If I was living in the murder capital in the world, San Pedro Sula, Honduras,
I would try to flee.
Until 2008, these
children would have been given a brief interview and sent back. But in 2008,
the Trafficking Victims Protection Reauthorization Acts (TVPRA) was passed to reduce child sex trafficking by
strengthening due-process protections. Kids now get formal proceedings before
an immigration judge. Of course, the
system is miserably backlogged, so the kids are placed in foster homes or with
relatives where they tend to grow up.
A tough problem. Some say we should now repeal the TVPRA,
that we don’t want these children. The
best solution would be that Mexico and the US team up to stop Central America
from being a major transit point for the Columbia drug trade. But that will take years. Meanwhile, what to do with the children?
It might help to examine why people are upset about all
these children coming.
Is it because of the fear they are going to cost us
money? If a stray cat came to my door,
I’d give it food and try to find its owner.

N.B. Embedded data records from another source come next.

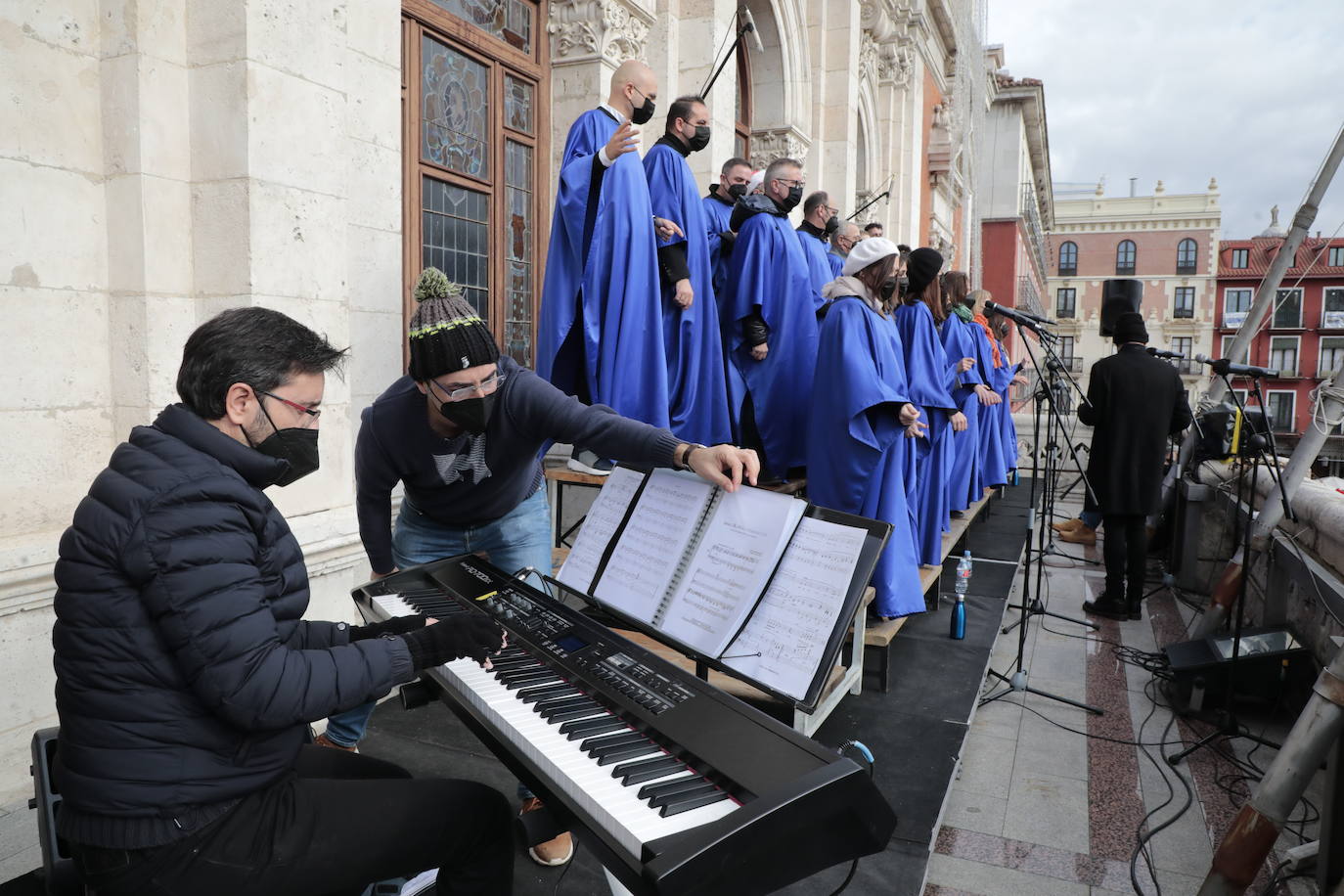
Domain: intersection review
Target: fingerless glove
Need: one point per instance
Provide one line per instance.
(477, 636)
(397, 625)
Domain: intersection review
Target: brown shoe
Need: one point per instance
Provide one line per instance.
(553, 852)
(323, 740)
(1082, 535)
(1106, 606)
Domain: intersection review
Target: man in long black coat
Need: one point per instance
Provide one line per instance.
(1133, 403)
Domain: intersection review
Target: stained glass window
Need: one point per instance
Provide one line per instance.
(456, 238)
(510, 21)
(517, 104)
(455, 111)
(519, 269)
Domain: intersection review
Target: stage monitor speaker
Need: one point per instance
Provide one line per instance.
(1117, 297)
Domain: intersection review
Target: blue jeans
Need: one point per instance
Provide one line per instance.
(517, 539)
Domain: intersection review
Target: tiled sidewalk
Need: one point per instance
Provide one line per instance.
(1045, 805)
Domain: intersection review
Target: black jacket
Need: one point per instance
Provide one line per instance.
(1136, 402)
(184, 675)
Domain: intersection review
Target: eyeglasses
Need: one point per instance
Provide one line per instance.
(485, 385)
(311, 416)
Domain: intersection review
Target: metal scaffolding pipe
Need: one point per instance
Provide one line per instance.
(1258, 824)
(1294, 473)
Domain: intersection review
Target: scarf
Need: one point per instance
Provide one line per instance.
(994, 342)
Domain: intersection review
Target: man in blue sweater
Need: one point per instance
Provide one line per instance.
(463, 432)
(186, 675)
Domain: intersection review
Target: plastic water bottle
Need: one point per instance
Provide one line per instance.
(959, 612)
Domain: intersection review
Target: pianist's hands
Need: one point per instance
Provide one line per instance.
(477, 636)
(397, 625)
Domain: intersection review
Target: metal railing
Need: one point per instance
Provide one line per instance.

A child is going to get the at least as good. Where do I send my check? The Red Cross? But what would I do if 57,000 cats came to my
door?
Money is scarce, need is ubiquitous. Help must come from not only federal money,
certainly, but churches, companies, families, and aid groups too. If there are 76,000 kids coming in per year,
and each one is placed in foster care (many aren’t, they go to relatives’
homes), and foster care provides $10/day for caregiving, how much is that a
year from each of America’s 300 million? I think it works out to a dollar per American
per YEAR, or .003 per day.
Are we upset because we feel our culture is changing, and
change frightens us? Our community is filled immigrants. The languages on the signs in my community
are Spanish, Somalian, Korean, and Ethiopian.
Women walk to the community college in veils. There is a plethora of
faces and styles. Of course, we may not
agree with certain immigrant’s customs. I
examined my interactions with different groups and noticed when I got annoyed
and considered the reasons why. I got
annoyed at a Vietnamese service provider who ignored me and whispered in her
native tongue to a fellow worker. But
I’m not annoyed at Vietnamese, I’m annoyed at rudeness. I have to remind myself of what’s really
behind the frustration I feel when, for instance, I see an East African woman
who has 10 children in her car, none of them wearing seat belts, nor in car
seats. But I was not angry at East
Africans, I was angry at people who put their children at risk. I was frightened when a Latino gang started
shooting guns in the parking lot I frequent, but I am not frightened of
Latinos. I’m frightened of people
shooting guns in the parking lot.
Latinos don’t have a patent on that.
E pluribus unum.
Our national motto. Here come the
tired, the poor, the hungry teeming masses, yearning to be free. If we don’t really mean what the sign says, we’re
going to have to remove the Statue of Liberty.
Very well said, Victoria! I love that you are able to look at this with both a political and humanitarian point of view. We must take care of those who can not care for themselves.